Good, but what matters is if the tool is truly capable of operating a full analysis across multiple documents with different formats.

To test that, let’s upload the earnings call transcripts of both Google and Microsoft, which took place earlier this week. The former is in PDF format, while the latter is in DOCX format:

As you can see, only the CodeLLaMA model with the extended context window was capable of differentiating the two documents.

A remarkable capability of h20GPT is that it allows you to see all the sources of the answer the LLM provided, even without an explicit prompt request, also showing you the degree of confidence of the model in the answer.

As you can see from the source list, the first three models didn’t even look into the second document. Perhaps, their very limited 4K token context window didn’t allow them to do so. I’ll have to experiment more with the tool to understand better what’s happening in this scenario.

Another remarkable capability of h20GPT is the organization of the documents you have uploaded.

First, you can organize the documents in collections, which define the context given to the LLM to find its answers.
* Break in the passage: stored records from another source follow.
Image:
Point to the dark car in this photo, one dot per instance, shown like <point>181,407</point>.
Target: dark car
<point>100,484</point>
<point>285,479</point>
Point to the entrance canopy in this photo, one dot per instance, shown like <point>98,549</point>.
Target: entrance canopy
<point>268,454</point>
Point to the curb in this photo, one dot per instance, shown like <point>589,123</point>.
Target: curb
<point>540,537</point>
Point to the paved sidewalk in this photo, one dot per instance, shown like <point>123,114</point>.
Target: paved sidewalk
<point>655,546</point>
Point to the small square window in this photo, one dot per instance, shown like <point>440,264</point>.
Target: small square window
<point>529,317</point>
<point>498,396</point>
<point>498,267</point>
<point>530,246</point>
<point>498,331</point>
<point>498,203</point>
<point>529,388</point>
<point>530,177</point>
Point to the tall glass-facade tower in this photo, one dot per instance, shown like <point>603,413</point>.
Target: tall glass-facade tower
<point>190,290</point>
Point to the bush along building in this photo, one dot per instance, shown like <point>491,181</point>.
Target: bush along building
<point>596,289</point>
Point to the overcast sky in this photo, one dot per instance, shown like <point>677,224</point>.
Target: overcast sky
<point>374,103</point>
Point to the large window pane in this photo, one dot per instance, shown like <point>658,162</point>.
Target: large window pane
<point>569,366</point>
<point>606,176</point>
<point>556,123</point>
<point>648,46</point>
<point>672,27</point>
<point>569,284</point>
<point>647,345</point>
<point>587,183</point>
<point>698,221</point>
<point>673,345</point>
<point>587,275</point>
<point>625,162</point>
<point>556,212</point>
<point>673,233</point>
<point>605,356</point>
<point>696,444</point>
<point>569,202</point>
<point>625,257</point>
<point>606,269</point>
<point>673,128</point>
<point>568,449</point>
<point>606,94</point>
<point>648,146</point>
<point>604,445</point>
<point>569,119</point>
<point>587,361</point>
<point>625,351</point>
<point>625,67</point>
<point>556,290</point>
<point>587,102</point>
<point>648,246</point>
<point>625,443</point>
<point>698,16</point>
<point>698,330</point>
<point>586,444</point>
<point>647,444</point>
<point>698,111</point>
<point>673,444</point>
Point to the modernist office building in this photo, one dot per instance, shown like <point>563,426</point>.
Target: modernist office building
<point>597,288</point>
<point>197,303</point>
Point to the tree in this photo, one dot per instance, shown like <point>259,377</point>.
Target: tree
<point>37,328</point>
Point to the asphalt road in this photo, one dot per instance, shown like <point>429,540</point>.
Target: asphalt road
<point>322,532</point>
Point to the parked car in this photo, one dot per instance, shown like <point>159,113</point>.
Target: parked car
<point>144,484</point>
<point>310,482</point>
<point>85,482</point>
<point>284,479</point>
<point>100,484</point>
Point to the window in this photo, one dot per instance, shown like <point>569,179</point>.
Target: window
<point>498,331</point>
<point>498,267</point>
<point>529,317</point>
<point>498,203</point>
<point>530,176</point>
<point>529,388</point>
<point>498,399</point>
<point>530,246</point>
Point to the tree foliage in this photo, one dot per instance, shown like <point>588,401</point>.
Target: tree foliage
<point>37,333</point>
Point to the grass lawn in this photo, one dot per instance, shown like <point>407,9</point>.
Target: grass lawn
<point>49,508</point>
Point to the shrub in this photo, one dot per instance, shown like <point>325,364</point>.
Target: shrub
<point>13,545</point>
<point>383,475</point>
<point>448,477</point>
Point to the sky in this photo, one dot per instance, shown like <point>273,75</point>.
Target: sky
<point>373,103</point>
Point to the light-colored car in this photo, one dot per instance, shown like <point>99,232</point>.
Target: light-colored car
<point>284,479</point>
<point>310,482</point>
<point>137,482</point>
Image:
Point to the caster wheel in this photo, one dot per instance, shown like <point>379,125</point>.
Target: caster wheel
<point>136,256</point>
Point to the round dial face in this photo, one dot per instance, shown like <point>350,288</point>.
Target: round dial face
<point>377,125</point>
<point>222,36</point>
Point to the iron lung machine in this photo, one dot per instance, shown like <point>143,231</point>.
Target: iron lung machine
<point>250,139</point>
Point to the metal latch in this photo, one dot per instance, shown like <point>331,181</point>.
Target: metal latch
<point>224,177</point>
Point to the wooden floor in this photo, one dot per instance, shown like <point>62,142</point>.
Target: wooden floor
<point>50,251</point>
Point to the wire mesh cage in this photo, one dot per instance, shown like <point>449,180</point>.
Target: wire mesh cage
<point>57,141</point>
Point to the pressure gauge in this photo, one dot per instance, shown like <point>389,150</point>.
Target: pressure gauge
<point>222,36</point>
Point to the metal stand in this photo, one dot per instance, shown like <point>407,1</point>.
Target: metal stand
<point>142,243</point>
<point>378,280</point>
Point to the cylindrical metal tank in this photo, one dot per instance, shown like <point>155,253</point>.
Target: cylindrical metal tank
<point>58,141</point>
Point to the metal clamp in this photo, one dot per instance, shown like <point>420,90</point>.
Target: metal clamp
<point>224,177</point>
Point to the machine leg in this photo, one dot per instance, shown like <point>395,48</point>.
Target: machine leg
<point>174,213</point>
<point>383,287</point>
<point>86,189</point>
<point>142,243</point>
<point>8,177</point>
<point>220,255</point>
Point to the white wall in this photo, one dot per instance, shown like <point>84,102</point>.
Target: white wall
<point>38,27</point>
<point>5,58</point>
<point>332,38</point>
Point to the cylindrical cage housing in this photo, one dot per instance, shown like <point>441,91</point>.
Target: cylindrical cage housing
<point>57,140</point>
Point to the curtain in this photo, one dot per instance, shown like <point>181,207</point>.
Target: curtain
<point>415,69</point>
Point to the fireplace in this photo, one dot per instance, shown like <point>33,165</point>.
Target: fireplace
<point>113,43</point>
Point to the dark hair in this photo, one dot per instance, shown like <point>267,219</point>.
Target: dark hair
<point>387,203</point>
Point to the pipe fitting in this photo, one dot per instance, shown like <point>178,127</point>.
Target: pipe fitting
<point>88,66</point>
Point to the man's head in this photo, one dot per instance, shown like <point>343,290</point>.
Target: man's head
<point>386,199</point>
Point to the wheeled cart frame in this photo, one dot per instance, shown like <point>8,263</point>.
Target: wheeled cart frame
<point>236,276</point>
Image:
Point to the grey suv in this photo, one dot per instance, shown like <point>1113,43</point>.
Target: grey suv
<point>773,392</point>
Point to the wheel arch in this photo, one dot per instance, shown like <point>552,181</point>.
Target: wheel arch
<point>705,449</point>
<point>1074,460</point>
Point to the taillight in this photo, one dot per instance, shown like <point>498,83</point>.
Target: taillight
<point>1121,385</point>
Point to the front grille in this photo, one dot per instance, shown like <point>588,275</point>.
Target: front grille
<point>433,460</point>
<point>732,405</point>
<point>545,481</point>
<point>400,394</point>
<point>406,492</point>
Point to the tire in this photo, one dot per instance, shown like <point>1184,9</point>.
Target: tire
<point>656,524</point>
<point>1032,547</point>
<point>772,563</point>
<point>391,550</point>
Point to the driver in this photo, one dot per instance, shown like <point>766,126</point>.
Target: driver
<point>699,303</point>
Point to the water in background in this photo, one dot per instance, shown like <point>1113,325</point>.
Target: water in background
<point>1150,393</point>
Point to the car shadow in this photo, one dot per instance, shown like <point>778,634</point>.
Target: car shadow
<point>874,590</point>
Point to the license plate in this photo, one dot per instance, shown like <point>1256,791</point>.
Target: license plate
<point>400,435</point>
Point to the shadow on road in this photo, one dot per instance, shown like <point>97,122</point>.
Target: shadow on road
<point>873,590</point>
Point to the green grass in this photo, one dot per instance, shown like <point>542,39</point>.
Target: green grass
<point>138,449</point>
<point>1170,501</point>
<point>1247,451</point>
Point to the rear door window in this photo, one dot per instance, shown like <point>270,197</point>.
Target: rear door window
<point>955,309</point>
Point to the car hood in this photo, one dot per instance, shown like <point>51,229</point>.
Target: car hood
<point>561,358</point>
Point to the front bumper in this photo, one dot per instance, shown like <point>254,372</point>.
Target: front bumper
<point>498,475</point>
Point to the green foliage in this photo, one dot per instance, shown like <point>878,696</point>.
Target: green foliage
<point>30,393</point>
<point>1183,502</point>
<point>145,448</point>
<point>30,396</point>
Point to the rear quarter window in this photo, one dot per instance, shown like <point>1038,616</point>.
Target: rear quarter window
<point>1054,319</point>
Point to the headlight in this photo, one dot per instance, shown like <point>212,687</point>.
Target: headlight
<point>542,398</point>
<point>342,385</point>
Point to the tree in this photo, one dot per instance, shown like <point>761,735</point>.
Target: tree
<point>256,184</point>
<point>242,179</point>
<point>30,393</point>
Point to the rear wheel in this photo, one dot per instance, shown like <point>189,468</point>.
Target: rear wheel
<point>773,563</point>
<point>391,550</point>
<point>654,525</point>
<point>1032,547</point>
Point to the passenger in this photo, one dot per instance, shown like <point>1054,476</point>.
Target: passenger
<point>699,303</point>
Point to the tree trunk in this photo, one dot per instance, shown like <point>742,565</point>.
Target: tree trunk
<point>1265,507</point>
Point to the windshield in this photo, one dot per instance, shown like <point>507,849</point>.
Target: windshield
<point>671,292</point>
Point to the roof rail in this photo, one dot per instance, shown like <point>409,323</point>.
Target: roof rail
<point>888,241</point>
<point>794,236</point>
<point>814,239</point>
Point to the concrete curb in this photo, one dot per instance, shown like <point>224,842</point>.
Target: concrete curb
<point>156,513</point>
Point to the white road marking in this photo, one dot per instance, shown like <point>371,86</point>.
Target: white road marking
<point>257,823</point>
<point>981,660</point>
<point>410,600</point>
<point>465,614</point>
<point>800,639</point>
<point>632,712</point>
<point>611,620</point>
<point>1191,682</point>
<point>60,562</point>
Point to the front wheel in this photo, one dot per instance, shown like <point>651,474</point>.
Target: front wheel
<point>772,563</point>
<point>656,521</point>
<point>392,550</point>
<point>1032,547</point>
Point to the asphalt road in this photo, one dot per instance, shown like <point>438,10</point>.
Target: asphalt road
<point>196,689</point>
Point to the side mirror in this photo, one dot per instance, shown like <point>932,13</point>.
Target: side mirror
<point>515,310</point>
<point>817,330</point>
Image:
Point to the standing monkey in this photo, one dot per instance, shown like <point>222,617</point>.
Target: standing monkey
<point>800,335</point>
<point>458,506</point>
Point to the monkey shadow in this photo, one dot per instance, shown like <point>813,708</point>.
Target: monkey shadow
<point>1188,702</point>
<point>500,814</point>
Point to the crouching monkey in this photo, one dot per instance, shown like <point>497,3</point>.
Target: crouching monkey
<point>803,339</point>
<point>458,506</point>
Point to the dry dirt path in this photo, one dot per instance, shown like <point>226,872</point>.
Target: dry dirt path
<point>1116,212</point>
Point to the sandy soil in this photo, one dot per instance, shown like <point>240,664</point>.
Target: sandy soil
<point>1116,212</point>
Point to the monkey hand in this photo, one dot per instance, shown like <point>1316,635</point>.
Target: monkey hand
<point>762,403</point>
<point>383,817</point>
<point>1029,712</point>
You can keep all documents in a single collection or segment the documents into multiple collections to perform a more granular analysis.

Second, you can see the content of each document irrespective of its original format:

Lastly, you can export and re-import your chats with h2oGPT, which is a very useful feature to further analyze the interactions with the LLMs or to publish them in a content management system or website.

h20.ai enhanced the handling of the documents with a few optimization techniques to improve the quality of the answers and the tool can do a lot more things than we have the time to see here.

Yet, what we have seen so far is enough to understand its potential. Truly remarkable and highly recommended if you are looking for a quick way to build an internal generative AI solution without depending on OpenAI models.